Ahead of the move, investors have been piling money into real estate funds. In fact, the sector has generated the largest inflows to exchange-traded funds this year of any of its peers, pulling in $1.08 billion in August alone and $7.6 billion for 2016, according to figures released Thursday by State Street Global Advisors.
Among individual funds, the biggest gainer by far has been the $35.7 billion Vanguard REIT Index Fund, which has pulled in $4.57 billion this year. The $2.87 billion Schwab U.S. REIT ETF has collected $706.2 million, while the $4.3 billion iShares Cohen & Steers REIT fund has had inflows of $355.2 million. (All numbers according to FactSet.)
Investors in the sector have been rewarded. The Vanguard fund is up 12.6 percent year to date, nearly doubling the 6.7 percent that the S&P 500 has returned.
S&P chose Friday to introduce the real estate sector because the day also marks a “triple witching” in the market. The term refers to the expiration of contracts for stock index options, index futures and options during the final hour of trading.
That will give market participants time to reallocate on a day where conditions are conducive to making changes.

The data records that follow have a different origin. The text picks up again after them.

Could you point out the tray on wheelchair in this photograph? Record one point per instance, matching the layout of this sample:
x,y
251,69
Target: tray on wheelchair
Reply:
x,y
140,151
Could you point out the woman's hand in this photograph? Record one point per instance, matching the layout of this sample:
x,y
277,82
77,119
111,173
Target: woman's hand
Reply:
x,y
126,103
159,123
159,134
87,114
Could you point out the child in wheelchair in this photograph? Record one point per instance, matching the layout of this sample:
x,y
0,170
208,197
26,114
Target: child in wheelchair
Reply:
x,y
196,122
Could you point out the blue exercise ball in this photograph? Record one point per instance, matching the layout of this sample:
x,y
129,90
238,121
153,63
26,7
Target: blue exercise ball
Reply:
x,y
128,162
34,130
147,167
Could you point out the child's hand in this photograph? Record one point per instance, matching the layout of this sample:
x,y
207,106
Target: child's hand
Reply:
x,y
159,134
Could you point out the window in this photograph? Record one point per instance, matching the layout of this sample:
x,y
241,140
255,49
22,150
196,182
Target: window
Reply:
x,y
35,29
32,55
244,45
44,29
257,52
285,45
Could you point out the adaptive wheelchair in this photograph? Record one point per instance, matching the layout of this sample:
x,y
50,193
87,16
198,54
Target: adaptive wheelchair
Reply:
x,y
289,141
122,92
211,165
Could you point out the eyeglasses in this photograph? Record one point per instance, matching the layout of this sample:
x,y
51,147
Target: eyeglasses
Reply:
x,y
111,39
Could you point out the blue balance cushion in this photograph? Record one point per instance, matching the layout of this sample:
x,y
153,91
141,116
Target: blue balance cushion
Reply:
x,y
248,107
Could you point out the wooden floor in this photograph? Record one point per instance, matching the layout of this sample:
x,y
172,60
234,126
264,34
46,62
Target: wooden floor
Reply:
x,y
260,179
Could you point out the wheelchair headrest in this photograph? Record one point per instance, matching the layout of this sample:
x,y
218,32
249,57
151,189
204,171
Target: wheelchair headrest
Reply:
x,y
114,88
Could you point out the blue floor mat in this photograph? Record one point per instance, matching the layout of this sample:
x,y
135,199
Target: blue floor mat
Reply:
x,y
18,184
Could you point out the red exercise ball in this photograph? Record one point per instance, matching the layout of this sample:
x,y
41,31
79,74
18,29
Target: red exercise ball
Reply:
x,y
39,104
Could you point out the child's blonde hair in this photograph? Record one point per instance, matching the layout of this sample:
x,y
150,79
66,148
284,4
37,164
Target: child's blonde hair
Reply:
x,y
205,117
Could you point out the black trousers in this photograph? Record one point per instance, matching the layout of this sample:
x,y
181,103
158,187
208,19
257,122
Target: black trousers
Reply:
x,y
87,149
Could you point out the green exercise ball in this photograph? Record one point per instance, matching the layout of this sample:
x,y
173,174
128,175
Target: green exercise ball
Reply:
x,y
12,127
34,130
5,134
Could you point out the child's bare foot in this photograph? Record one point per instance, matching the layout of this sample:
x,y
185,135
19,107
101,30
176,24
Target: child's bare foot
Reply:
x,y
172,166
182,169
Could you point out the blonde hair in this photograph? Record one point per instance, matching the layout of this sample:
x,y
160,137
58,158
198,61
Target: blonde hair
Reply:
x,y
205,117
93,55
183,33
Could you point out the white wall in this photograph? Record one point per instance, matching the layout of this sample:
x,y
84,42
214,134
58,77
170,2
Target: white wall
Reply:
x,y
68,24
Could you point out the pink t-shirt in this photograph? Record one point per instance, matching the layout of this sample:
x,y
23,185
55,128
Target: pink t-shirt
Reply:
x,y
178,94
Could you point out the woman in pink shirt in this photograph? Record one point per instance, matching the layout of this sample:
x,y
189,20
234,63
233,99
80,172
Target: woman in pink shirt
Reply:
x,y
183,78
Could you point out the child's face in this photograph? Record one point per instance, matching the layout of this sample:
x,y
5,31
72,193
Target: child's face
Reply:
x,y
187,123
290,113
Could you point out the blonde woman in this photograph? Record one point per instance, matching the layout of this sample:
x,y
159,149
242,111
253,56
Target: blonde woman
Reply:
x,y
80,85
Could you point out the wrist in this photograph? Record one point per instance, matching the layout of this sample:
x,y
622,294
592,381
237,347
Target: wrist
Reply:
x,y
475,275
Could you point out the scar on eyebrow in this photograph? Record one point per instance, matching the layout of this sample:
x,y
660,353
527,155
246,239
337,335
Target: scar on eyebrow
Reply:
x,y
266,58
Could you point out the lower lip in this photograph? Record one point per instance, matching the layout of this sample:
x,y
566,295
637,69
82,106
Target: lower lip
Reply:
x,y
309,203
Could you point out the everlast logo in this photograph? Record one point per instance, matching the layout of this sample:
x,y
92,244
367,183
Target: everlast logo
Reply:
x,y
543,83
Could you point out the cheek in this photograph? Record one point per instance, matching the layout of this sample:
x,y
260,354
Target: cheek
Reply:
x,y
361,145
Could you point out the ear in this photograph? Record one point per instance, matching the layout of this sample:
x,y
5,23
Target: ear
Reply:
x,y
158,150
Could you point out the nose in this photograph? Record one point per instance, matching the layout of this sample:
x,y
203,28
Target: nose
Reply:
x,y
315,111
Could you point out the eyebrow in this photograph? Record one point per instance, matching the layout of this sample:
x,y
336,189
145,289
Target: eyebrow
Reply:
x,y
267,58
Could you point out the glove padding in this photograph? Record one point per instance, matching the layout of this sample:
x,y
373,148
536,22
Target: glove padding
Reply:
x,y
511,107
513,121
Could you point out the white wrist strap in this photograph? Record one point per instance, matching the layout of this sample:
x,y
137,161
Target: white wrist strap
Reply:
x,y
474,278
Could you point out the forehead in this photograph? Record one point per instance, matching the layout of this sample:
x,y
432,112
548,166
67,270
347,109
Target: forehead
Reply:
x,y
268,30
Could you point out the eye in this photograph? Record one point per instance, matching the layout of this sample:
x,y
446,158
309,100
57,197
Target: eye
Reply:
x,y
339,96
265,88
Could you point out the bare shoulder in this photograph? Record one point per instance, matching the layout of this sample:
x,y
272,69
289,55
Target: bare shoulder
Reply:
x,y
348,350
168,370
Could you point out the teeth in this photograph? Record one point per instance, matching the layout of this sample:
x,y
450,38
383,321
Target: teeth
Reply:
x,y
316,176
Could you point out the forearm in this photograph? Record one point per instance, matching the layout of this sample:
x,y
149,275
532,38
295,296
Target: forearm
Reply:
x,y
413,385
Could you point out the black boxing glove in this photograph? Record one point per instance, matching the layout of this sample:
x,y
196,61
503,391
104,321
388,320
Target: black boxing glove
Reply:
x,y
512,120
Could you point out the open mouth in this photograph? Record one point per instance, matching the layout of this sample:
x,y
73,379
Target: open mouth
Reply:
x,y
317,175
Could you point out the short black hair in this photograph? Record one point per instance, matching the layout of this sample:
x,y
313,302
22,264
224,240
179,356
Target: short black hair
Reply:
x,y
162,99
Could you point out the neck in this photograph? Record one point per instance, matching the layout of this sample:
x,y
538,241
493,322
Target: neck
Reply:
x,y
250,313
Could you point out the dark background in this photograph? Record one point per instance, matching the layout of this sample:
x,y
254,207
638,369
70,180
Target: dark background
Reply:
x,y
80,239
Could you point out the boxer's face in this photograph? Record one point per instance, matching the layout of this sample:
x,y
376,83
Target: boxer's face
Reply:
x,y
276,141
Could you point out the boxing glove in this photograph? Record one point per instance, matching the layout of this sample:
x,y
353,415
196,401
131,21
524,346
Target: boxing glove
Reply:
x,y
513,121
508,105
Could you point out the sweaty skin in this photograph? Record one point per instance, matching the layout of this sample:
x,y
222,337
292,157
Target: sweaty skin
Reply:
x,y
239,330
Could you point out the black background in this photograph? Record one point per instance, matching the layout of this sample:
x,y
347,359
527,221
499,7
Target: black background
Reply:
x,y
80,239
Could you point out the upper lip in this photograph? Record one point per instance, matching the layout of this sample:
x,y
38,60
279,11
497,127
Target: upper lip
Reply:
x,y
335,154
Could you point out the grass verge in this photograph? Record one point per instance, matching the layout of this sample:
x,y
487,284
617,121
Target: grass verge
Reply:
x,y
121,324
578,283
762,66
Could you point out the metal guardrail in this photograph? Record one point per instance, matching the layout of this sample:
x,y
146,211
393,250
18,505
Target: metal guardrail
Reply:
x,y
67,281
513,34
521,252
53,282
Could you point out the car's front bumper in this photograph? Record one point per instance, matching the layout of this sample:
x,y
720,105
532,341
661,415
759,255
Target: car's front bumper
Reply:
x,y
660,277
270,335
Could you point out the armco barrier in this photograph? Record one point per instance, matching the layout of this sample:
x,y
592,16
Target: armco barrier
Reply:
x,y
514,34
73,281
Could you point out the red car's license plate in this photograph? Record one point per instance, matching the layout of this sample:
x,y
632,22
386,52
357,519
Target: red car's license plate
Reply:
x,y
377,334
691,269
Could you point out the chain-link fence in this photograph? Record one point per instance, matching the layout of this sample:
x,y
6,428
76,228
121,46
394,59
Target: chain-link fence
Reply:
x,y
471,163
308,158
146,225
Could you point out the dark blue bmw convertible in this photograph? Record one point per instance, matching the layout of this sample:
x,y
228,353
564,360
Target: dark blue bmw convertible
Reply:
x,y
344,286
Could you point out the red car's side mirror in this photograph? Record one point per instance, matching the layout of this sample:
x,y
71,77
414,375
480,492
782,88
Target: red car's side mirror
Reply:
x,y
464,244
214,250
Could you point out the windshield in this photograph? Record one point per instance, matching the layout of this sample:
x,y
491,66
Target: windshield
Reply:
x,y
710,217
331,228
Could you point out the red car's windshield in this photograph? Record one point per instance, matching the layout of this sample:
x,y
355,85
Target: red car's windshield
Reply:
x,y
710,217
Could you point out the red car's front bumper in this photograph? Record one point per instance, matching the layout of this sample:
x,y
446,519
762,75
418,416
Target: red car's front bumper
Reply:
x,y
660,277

“It’s a day with a huge amount of liquidity in the market, trading is faster and more efficient than usual, and it’s a good day for people to rebalance their portfolios,” said David Blitzer, managing director and chairman of the index committee at S&P Dow Jones Indices. “There will be some people who will be rebalancing their portfolios to make sure their weight in real estate is the right weight.”
The sector is part of the Global Industry Classification Standard implemented in 1999 to help investors make sure they could see what was moving the market and make decisions accordingly.